A new chapter in BTC accumulation by Strategy

According to official documents, Strategy acquired 22,305 Bitcoins between 12 and 19 January 2026, bringing its total position to 709,715 BTC. The transaction was mainly financed through proceeds from the at-the-market share offering programme. This holding level corresponds to over 3.5% of the Bitcoin supply currently in circulation, cementing the company's role as one of the largest private Bitcoin holders globally.

Strategy acquires Bitcoin. Source: Strategy

Market and immediate reactions

Despite the size of the purchase, market reaction was mixed. During the period of the purchase, Bitcoin's price declined slightly, while Strategy's shares (MSTR) fell by around 7%, reflecting the stock's sensitivity to crypto market fluctuations. Analysts point out that the action to continue buying is partly motivated by a desire to convey confidence to the markets: stopping purchases could be interpreted as a sign of weakness in the company's financial position.

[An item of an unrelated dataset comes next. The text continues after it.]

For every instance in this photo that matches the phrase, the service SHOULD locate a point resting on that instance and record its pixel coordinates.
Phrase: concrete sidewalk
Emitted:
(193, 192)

MSTR vs Bitcoin: comparative performance. Source: PortfoliosLab

A long term strategy or a risky bet?

The philosophy of accumulation

Strategy, which was formerly known as MicroStrategy, has adopted a policy of Bitcoin accumulation since 2020, gradually transforming its balance sheet into a kind of Bitcoin treasury. With this latest transaction, the company further reinforces this strategy, which has brought its total spending in BTC to over $53.9 billion, with an average cost per Bitcoin of about $75,979. This philosophy reflects a strongly bullish view on Bitcoin as a store of value over the long term, similar to how some companies hold gold or other strategic assets on their balance sheets.

Investors' point of view

These dynamics are redefining Bitcoin's role in the financial landscape, with clear implications for the market:

  • Signal of structural confidence:
    Institutional investors and large holders interpret the continued accumulation as a confirmation of Bitcoin's strength as a long-term asset.
  • Strengthening role as a "reserve asset":
    Involvement of listed companies contributes to consolidating the perception of Bitcoin as a reserve asset, especially in phases of high macroeconomic uncertainty.
  • More mature market, but not immune to risk:
    The presence of institutional capital tends to reduce impulsive reactions, but does not eliminate volatility altogether.
  • Concentration risk:
    Analysts warn that a growing share of BTC held by a few large players may amplify price movements in the event of sudden shocks or changes in sentiment.

All in all, institutional accumulation emerges as an underlying stability factor, but also as a key variable to be monitored in times of market stress.

Conclusion: a movement watched with attention

The recent Strategy buying offensive reinforces a now structural trend: for a growing part of the corporate and institutional world, Bitcoin is no longer a marginal asset, but a diversification tool and a potential store of value. The scale of the transaction - over $2.1 billion invested in just eight days - signals a strong conviction on the part of management, which has matured despite a market environment still marked by volatility and macroeconomic uncertainties.

At the same time, the relatively composed response of Bitcoin and Strategy stock suggests that the market is increasingly naturally absorbing this type of holding. Major institutional moves no longer provoke knee-jerk reactions, but are gradually being integrated into the overall picture, contributing to a greater maturity of the sector.

The sentiment remains multifaceted and lacking in absolute certainties, but one point is becoming increasingly clear: the decisions of institutional players are becoming one of the main drivers of crypto market evolution. And moves like Strategy's continue to redefine, step by step, Bitcoin's role within the global financial system.